31 Fork and clone
Use fork and clone to get a copy of someone else’s repo if there’s any chance you will want to propose a change to the owner, i.e. send a pull request. If you are waffling between “just clone” and “fork and clone”, go with “fork and clone”.
We want to achieve this:
Below we show a couple of methods for fork and clone and you should pick one:
- Use a combination of the browser, command line Git, and RStudio
- Via
usethis::create_from_github()
Vocabulary: OWNER/REPO
refers to what we call the source repo, owned by OWNER
, who is not you.
YOU/REPO
refers to your fork, i.e. your remote copy of the source repo, on GitHub.
This is the same vocabulary used elsewhere, such as the chapter on common remote configurations.

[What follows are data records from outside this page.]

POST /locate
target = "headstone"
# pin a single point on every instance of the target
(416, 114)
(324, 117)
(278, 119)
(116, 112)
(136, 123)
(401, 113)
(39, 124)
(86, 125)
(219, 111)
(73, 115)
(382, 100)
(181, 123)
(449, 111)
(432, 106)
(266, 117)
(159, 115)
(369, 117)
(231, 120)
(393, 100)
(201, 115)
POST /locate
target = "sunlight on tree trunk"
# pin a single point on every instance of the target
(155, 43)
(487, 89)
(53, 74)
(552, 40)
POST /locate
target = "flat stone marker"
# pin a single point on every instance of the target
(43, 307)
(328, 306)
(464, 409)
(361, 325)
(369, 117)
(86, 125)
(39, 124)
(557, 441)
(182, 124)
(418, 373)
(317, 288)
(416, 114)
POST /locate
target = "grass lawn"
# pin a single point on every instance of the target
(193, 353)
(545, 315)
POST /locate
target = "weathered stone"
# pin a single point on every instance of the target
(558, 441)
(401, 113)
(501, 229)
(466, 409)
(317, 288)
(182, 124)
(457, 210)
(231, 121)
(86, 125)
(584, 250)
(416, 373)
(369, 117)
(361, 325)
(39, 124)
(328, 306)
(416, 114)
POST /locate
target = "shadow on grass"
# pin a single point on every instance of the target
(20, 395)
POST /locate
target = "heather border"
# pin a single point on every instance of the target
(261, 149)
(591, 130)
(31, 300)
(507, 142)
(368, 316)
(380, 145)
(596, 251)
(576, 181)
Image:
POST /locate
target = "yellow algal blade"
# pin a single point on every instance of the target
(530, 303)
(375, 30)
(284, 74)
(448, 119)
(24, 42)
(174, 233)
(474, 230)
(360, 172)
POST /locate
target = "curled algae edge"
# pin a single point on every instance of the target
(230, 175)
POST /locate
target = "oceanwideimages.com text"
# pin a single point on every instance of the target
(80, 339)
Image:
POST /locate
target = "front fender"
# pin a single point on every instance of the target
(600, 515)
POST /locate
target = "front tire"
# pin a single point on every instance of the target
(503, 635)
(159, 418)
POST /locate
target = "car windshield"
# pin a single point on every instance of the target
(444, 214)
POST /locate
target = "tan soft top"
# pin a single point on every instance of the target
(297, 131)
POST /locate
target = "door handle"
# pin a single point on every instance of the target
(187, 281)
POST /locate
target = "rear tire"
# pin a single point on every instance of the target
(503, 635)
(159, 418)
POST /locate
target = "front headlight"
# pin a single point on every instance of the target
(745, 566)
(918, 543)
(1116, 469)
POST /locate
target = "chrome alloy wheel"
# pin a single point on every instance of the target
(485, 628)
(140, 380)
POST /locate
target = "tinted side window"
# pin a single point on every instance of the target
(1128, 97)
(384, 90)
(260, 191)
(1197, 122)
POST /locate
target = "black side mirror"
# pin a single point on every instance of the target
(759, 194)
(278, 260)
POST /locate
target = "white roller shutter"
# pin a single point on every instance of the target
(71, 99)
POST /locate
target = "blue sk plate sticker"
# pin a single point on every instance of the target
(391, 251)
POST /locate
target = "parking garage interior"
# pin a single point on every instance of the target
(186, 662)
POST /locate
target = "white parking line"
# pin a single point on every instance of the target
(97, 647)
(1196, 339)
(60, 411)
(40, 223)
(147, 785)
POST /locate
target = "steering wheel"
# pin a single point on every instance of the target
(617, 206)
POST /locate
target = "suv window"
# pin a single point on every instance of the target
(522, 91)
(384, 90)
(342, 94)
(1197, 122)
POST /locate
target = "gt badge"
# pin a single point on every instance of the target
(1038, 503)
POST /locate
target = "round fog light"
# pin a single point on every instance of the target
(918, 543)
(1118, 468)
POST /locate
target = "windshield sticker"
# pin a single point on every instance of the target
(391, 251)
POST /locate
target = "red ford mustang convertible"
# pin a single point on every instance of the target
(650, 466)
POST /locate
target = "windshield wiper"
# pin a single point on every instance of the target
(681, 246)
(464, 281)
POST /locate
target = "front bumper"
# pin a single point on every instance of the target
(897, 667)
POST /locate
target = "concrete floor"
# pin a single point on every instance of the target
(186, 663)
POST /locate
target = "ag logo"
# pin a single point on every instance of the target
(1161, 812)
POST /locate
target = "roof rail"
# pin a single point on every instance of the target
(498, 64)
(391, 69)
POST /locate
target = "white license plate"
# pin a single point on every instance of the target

This is a good time to navigate to the GitHub repo of interest, i.e. the source repo OWNER/REPO
.
31.1 Fork and clone without usethis
I assume you’re already visiting the source repo in the browser. In the upper right hand corner, click Fork.
This creates a copy of REPO
in your GitHub account and takes you there in the browser.
Now we are looking at YOU/REPO
.
Clone YOU/REPO
, which is your copy of the repo, a.k.a. your fork, to your local machine.
Make sure to clone your repo, not the source repo.
Elsewhere, we describe multiple methods for cloning a remote repo.
Pick one:
- The cloning instructions in Existing project, GitHub first cover usethis and RStudio.
- The cloning instructions in Connect to GitHub show how to do this with command line Git.
Make a conscious decision about the local destination directory and HTTPS vs SSH URL.
31.1.1 Finish the fork and clone setup
If you stop at this point, you have what I regard as an incomplete setup, described elsewhere as “fork (salvageable)”.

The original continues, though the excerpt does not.